Decydujące o tym kto dostanie auto była głośność dopingu dla konkretnego zawodnika. mierzona w decybelach. Do tego finałowego starcia zgłoszono Adriana "Polaka" Polańskiego oraz Roberta Pasuta. Zdaniem fanów nie było żadnych wątpliwości i auto trafiło w ręce debiutanta.
- Mój przykład pokazuje, że można stracić wszystko, ale można też się odbudować - mówił szczęśliwy Robert Pasut.

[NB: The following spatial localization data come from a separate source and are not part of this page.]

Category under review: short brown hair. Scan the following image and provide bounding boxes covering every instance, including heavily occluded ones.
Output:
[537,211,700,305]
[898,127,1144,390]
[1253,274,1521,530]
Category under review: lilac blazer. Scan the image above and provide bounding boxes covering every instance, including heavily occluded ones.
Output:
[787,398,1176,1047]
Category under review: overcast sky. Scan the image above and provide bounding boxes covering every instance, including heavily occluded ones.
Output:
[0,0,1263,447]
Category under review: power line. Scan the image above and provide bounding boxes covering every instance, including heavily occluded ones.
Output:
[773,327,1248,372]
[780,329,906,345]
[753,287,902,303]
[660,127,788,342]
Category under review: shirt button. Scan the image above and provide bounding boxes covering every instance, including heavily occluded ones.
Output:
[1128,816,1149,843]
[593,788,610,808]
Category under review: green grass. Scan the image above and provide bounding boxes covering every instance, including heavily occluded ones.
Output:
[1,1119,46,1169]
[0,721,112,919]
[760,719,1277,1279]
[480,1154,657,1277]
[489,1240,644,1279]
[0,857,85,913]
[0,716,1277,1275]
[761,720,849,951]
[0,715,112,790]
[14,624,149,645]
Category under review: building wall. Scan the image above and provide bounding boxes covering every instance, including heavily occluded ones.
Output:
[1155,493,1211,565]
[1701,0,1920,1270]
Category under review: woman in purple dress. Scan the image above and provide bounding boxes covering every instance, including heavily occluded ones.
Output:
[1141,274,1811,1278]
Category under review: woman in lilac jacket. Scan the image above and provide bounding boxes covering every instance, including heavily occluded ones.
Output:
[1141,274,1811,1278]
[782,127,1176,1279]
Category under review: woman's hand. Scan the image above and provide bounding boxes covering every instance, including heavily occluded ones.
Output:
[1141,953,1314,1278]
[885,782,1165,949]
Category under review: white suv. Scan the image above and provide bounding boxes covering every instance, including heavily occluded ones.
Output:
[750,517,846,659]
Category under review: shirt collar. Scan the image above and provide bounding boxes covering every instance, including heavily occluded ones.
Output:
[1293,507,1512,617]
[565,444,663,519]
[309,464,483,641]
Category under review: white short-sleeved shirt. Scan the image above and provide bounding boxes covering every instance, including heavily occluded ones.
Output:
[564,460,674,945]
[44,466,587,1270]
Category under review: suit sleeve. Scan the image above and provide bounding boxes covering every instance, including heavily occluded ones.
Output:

Po tym werdykcie z decyzją pogodzić się nie mógł Adrian Polański, który zarzucał włodarzom, iż prosząc o doping dla Pasuta bardziej zachęcali fanów do krzyków niż w części przeznaczonej dla niego. To nie spodobało się publiczności, która najpierw go wygwizdała, a następnie skandowano głośno "Pasut, Pasut".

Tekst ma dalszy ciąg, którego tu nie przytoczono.